Introduction to Statistics

  • Summarizing data.
  • Plotting data.
  • Confidence intervals.
  • Statistical tests.

About this Notebook

In this notebook, we download a dataset with data about customers. Then, we calculate statistical measures and plot distributions. Finally, we perform statistical tests.


In [1]:
# Run this cell :)
1+2


Out[1]:
3

Importing Needed packages

Statsmodels is a Python module that allows users to explore data, estimate statistical models, and perform statistical tests.


In [3]:
# Uncomment next command if you need to install a missing module
#!pip install statsmodels
import matplotlib.pyplot as plt
import pandas as pd
try:
    import statsmodels.api as sm
except:
    !pip install statsmodels
import numpy as np
%matplotlib inline


Collecting statsmodels
  Downloading statsmodels-0.6.1.tar.gz (7.0MB)
    100% |████████████████████████████████| 7.0MB 117kB/s 
Requirement already satisfied: pandas in /usr/local/lib/python2.7/dist-packages (from statsmodels)
Collecting patsy (from statsmodels)
  Downloading patsy-0.4.1-py2.py3-none-any.whl (233kB)
    100% |████████████████████████████████| 235kB 3.4MB/s 
Requirement already satisfied: pytz>=2011k in /usr/local/lib/python2.7/dist-packages (from pandas->statsmodels)
Requirement already satisfied: python-dateutil in /usr/local/lib/python2.7/dist-packages (from pandas->statsmodels)
Requirement already satisfied: numpy>=1.7.0 in /usr/local/lib/python2.7/dist-packages (from pandas->statsmodels)
Requirement already satisfied: six in /usr/local/lib/python2.7/dist-packages (from patsy->statsmodels)
Building wheels for collected packages: statsmodels
  Running setup.py bdist_wheel for statsmodels ... - \ | / - \ | / - \ | / - \ done
  Stored in directory: /home/notebook/.cache/pip/wheels/38/d3/1e/94a59b1460b3249b15399e09dae7a3828045bcf830d999b4b1
Successfully built statsmodels
Installing collected packages: patsy, statsmodels
Successfully installed patsy-0.4.1 statsmodels-0.6.1

In [4]:
import sys 
print(sys.version)


2.7.12 (default, Jul 18 2016, 15:02:52) 
[GCC 4.8.4]

Downloading Data

Run system commands using ! (platform dependant)


In [5]:
import sys 
if sys.platform.startswith('linux'):
    !ls
elif sys.platform.startswith('freebsd'):
    !ls
elif sys.platform.startswith('darwin'):
    !ls
elif sys.platform.startswith('win'):
    !dir


Basic_statistics_for_Python_3_6.ipynb  Submit-to-Spark-Cluster.ipynb
Basic_statistics.ipynb		       Tutorial #1 - Get Data.ipynb
common				       Untitled.ipynb
data				       US_Baby_Names-2010.ipynb
Getting_started_with_Pandas.ipynb      yob2010.txt
jupyter

To download the data, we will use !wget (on DataScientistWorkbench)


In [6]:
if sys.platform.startswith('linux'):
    !wget -O /resources/customer_dbase_sel.csv http://analytics.romanko.ca/data/customer_dbase_sel.csv


--2017-01-30 22:00:31--  http://analytics.romanko.ca/data/customer_dbase_sel.csv
Resolving analytics.romanko.ca (analytics.romanko.ca)... 50.116.83.209
Connecting to analytics.romanko.ca (analytics.romanko.ca)|50.116.83.209|:80... connected.
HTTP request sent, awaiting response... 200 OK
Length: 1116177 (1.1M) [text/csv]
Saving to: ‘/resources/customer_dbase_sel.csv’

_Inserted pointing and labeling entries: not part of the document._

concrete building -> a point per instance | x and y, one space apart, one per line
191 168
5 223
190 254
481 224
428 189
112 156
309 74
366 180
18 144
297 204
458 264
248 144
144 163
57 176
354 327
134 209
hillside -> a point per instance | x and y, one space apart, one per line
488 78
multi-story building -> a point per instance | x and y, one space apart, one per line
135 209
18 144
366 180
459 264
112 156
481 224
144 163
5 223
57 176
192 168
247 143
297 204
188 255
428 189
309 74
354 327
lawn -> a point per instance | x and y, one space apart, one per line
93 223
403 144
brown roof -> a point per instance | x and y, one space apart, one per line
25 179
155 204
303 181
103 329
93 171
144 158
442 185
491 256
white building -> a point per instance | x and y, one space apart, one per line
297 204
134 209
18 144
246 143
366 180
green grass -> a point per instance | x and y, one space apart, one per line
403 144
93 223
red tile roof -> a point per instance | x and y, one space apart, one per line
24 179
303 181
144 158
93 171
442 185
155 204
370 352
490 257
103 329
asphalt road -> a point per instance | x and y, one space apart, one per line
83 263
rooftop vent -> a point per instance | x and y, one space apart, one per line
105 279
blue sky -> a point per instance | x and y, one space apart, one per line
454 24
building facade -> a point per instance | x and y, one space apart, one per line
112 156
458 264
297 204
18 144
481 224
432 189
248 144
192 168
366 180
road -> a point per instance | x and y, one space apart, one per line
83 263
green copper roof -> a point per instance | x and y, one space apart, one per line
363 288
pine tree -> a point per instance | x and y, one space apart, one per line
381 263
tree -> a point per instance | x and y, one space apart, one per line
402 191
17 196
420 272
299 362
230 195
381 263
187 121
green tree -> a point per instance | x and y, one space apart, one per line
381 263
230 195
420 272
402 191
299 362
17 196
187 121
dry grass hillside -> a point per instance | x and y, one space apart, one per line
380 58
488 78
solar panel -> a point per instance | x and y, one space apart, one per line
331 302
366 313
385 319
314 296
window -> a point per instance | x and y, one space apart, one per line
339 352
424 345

100%[======================================>] 1,116,177   1.17MB/s   in 0.9s   

2017-01-30 22:00:32 (1.17 MB/s) - ‘/resources/customer_dbase_sel.csv’ saved [1116177/1116177]

Understanding the Data

customer_dbase_sel.csv:

We have downloaded an extract from IBM SPSS sample dataset with customer data, customer_dbase_sel.csv, which contains customer-specific data such as age, income, credit card spendings, commute type and time, etc. Dataset source

  • custid e.g. 0648-AIPJSP-UVM (customer id)
  • gender e.g. Female or Male
  • age e.g. 26
  • debtinc e.g. 11.1 (debt to income ratio in %)
  • card e.g. Visa, Mastercard (type of primary credit card)
  • carditems e.g. 1, 2, 3 ... (# of primary credit card purchases in the last month)
  • cardspent e.g 228.27 (amount in \$ spent on the primary credit card last month)
  • commute e.g. Walk, Car, Bus (commute type)
  • commutetime e.g. 22 (time in minutes to commute to work)
  • income e.g. 16.00 (income in thousands \$ per year)
  • edcat e.g. College degree, Post-undergraduate degree (education level)

Reading the data in


In [7]:
url = "http://analytics.romanko.ca/data/customer_dbase_sel.csv"
df = pd.read_csv(url)

## On DataScientistWorkbench you can read from /resources directory
#df = pd.read_csv("/resources/customer_dbase_sel.csv")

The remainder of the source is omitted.